Vor ziemlich genau vier Jahren kündigte der Autobauer Audi mit einem Werk in Neckarsulm (Kreis Heilbronn) an, ab 2026 nur noch Elektrofahrzeuge auf den Markt zu bringen und die Produktion von Verbrennungsmotoren bis 2033 zu beenden. Jetzt ändert der aktuelle Vorstandsvorsitzende Gernot Döllner die Strategie und den Zeitplan seines Vorgängers Markus Duesmann.
Der Autobauer will am Verbrenner länger festhalten als ursprünglich einmal geplant. "Wir haben bereits entschieden, die Produktion über die in der Vergangenheit kommunizierten Enddaten hinaus zu verlängern", sagte Döllner dem britischen Magazin "Autocar".
Datum für Ende des Verbrennungsmotors bei Audi unklar
Ursprünglich sollte bei Audi im Jahr 2033 letztmals ein Verbrenner vom Band rollen.

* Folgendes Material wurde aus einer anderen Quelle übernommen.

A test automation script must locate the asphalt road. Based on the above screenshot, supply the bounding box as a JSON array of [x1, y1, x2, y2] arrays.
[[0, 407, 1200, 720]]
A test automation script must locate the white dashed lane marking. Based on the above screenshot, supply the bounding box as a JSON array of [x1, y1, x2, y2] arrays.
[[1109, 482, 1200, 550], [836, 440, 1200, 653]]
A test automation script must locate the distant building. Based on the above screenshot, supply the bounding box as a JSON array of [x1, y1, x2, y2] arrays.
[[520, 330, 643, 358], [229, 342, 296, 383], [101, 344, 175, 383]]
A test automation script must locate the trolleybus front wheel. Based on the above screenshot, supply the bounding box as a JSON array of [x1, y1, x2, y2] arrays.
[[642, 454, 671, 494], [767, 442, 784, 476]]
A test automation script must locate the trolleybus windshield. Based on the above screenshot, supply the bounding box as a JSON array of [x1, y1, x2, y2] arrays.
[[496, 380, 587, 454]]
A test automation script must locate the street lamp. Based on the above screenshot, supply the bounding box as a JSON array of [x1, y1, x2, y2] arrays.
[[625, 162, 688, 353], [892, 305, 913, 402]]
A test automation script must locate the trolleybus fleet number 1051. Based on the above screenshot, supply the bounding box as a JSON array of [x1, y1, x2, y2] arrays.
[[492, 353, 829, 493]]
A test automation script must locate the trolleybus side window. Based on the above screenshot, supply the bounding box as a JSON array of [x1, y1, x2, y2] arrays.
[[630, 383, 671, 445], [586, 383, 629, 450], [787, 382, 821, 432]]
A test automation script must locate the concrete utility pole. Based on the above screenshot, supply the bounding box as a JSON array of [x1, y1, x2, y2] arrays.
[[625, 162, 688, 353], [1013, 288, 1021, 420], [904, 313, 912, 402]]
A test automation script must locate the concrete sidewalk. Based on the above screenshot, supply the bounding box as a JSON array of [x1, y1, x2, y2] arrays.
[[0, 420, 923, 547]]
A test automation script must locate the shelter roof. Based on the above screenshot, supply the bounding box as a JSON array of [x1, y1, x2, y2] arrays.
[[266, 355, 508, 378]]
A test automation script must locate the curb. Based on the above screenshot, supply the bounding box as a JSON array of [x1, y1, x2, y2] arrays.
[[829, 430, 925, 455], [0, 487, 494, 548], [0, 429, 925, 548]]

Über das genaue Produktionsende der letzten Verbrenner würden letztlich die Kundinnen und Kunden entscheiden, hieß es jetzt von einem Unternehmenssprecher gegenüber dem SWR.
Die Produktion der letzten Verbrenner soll von der Entwicklung der Weltmärkte abhängen. Eine genaue Jahreszahl wird deshalb nicht mehr genannt. Wichtig sei Flexibilität. Grundsätzlich dürfen in der EU ab 2035 keine neuen Autos mit Verbrennungsmotor mehr zugelassen werden.
Betriebsrat sieht positive Perspektiven für Audi Neckarsulm
Der Betriebsrat am Audi-Standort Neckarsulm bewertet die aktuellen Veränderungen überwiegend positiv. Besonders begrüßt wird, dass neben der Produktion von Verbrennungsmotoren künftig auch Elektromodelle parallel gefertigt werden sollen. Dadurch sei das Werk breit aufgestellt und könne flexibel auf Marktveränderungen sowie Kundenwünsche reagieren.
Erfolgreiche neue Verbrenner-Modelle in Neckarsulm
Zuletzt hatte Audi eine Modelloffensive gestartet und angekündigt, bis Ende dieses Jahres 20 neue Modelle auf den Markt zu bringen, darunter mehr als zehn vollelektrische Fahrzeuge. In Neckarsulm sind mit dem A5 und A6 zuletzt zwei neue Verbrenner-Modelle erfolgreich angelaufen.
Im Werk gibt es seit Juni wieder Extraschichten, auch an den Wochenenden. Konkrete Verkaufszahlen nennt Audi nicht. Erklärtes Ziel war allerdings, in Neckarsulm wieder über 200.000 Fahrzeuge pro Jahr zu fertigen.